The insurance claim processing world has had enough of AI buzzwords. This is how the leaders do it.
The insurance industry, and auto insurers in particular, have been hearing about how AI will transform their business for the best part of the last decade.
Indeed there are clear benefits for employing image analysis technologies coupled with data science in claim processing. Examples include:
Triaging claims triaging - correctly identifying damage magnitude and vehicle condition, to classify the claim as ‘total loss’, ‘repair’ or ‘quick settlement’.
Appraising vehicles more quickly - saving the travel and human costs of the appraiser by writing the estimate based on photos.
Approving supplements - many cases include these additional items, making the claim more costly for the carrier.
Unfortunately, ‘AI’ has been excessively used in the claim context, causing fatigue and at times reducing the level of trust towards technology companies. The industry has been hearing that a touch-less, end-to-end automated estimate was available here and now - it’s just a question of having a good tech team and the right amount of data.
Reality is more complex than that.
While AI can certainly improve the claim experience, making a decision on repair / replace / total loss is still subject to one’s interest. An insurance adjuster may look at a fender bender and order a simple paint job, while the customer or bodyshop may agree that exactly the same warrants a replacement. The role of AI should therefore focus on enabling tools to make these decisions more consistent and transparent, rather than pretending to remove humans from the equation altogether.
Guiding principles for adopting AI within motor claims
Through our work with leading insurers wishing to achieve efficiency and better customer service, several principles have emerged for a progressive, tech-enabled strategy:
First, good capture of images is the key to the claim process - to truly enable appraisals driven by AI, it is important to get enough data from the vehicle as close as possible to the time of incident. A single image can almost mean anything if it’s taken from the wrong angle, at low resolution or in a dark spot, and even the right analysis of damage doesn’t mean much without knowing about the vehicle itself. This is why we’ve enabled ‘30 second video capture’ that allows the customer to quickly capture dozens of viewpoints and actually put the damage in context. Our algorithms can then analyze these viewpoints like a human inspector would, increasing the confidence in the appraisal and enabling an evidence-based discussion between adjuster, insurer and repairer.
Critically, rather than uploading a full video, it is only uploading the relevant data - ensuring quality and data consumption efficiency
“A single image can mean almost anything if it’s taken from the wrong angle, at low resolution or from a dark spot״
Is this a dent, scratch or just mud? how does this relate to the rest of the vehicle?
“Instead, opt for a multi-angle view putting the damage in context"
Here, AI is scanning every pixel thousands of times as damage is viewed from dozens of angles - exposing paint damage to the front bumper but no structural impact
Second, keep it simple for the user - let’s face it, the last thing a customer wants to do after an accident is serve as our photographer, but their cooperation is key to enable faster claim processing. We have therefore invested heavily in an intuitive flow that can be completed quickly and can help provide quality assurance and some fraud detection.
Third, optimal business value is only achieved when AI is well embedded into operational processes. We hear a few players asking their AI partners to ‘simply’ analyse images uploaded onto their app, and it is entirely possible to do from a technical standpoint.
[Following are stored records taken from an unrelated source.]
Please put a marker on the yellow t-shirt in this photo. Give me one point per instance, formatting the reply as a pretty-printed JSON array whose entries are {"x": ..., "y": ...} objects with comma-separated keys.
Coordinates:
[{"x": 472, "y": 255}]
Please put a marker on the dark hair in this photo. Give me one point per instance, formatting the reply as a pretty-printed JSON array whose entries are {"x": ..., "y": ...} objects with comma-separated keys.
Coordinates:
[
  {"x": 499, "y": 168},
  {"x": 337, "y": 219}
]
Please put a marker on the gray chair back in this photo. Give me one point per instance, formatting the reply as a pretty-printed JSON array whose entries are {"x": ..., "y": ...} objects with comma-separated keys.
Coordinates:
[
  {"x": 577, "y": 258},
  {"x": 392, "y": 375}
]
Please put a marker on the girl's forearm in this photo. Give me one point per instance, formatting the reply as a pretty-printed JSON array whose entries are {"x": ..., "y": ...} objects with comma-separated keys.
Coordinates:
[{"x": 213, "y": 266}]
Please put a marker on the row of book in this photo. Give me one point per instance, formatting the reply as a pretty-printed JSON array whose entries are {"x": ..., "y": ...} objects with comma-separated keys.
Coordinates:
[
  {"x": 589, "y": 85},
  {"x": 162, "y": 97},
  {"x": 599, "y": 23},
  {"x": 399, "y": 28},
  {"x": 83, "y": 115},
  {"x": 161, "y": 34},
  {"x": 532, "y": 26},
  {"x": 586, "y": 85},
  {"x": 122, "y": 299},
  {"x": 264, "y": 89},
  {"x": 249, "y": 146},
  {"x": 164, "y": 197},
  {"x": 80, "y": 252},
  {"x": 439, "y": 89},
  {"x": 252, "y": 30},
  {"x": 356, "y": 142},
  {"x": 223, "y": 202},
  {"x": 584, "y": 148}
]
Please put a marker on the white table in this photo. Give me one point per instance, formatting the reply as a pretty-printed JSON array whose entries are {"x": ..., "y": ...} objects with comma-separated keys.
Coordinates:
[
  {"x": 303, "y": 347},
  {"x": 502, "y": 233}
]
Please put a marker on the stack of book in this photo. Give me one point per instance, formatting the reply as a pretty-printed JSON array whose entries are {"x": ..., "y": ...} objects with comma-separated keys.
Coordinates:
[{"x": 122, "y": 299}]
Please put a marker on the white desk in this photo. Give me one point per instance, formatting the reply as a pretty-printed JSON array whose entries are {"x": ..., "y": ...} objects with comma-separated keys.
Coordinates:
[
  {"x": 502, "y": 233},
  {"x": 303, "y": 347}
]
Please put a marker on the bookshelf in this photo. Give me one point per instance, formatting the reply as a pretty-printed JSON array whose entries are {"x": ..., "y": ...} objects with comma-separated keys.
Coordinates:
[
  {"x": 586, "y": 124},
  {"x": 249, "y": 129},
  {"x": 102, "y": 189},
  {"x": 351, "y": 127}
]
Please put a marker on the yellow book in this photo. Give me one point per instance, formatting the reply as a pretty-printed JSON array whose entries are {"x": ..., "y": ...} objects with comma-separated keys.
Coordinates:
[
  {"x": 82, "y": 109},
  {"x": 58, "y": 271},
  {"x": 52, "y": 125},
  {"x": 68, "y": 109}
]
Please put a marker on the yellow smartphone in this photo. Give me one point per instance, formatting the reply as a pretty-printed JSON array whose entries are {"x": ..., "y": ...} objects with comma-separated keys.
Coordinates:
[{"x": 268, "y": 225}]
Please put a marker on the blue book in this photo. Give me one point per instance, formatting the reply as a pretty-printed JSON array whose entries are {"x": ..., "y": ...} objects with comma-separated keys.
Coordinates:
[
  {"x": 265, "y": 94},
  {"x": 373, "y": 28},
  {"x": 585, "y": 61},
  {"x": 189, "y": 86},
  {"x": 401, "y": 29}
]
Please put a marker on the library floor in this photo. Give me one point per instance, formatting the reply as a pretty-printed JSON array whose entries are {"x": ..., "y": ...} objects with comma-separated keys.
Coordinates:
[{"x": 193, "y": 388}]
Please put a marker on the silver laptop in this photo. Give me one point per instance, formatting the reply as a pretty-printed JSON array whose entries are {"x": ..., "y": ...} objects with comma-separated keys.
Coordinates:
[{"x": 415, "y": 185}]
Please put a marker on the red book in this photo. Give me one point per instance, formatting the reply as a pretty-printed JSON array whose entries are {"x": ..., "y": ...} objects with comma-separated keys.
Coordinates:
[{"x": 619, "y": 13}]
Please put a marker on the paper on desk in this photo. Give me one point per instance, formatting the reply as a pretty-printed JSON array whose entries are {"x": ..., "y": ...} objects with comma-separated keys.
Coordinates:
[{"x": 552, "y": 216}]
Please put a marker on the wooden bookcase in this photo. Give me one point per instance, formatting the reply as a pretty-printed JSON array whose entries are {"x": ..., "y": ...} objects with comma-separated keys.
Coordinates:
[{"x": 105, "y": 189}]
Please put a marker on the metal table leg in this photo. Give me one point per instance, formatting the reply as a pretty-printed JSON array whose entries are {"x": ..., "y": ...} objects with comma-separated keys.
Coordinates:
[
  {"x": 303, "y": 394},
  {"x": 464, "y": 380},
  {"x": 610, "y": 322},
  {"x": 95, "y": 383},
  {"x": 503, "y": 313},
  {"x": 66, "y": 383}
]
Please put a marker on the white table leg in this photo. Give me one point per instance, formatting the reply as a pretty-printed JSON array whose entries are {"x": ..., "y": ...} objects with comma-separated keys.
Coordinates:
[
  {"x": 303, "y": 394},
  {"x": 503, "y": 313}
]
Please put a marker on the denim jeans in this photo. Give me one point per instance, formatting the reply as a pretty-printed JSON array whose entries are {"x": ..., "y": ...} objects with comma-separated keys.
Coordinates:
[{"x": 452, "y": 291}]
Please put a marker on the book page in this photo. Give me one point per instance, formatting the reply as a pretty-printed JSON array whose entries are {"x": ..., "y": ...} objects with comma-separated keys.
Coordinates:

However the true value in creating real estimates is by adopting the AI recommendation as part of an efficient process which takes into account various commercial data points and analysis of the entire vehicle (see first point).
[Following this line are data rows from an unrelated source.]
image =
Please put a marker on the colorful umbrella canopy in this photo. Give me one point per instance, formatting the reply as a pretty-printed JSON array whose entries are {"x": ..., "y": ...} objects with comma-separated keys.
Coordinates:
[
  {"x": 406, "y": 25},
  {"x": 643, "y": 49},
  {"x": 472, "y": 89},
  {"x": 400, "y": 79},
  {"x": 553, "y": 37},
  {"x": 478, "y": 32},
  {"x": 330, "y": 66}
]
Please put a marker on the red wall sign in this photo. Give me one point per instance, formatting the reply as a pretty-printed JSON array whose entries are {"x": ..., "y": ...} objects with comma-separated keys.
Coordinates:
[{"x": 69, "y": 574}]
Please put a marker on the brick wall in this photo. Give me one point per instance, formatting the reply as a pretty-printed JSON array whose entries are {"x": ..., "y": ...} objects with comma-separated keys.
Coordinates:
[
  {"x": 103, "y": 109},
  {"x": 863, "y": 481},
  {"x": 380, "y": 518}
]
Enabling ‘smart repair’ within 24 hours
In one specific use case, we’re working with a leading auto insurer who is rolling out Ravin’s 30 second scan functionality through their mobile app. Claimants can submit a claim alongside a scan and our AI helps triage the claim into ‘smart repair’ or ‘traditional repair’ categories, based on an assessment of the vehicle’s overall condition and its recent the specific damage. This saves a trip to the body shop for an in-person assessment, fast-tracks the process for claimants whose damage falls into the ‘smart repair’ category and reduces the administrative burden on claims teams.
As described above, this exceptional customer experience is only possible through collaboration between Ravin’s AI, the customers, the insurer and the body shops based on transparent analysis.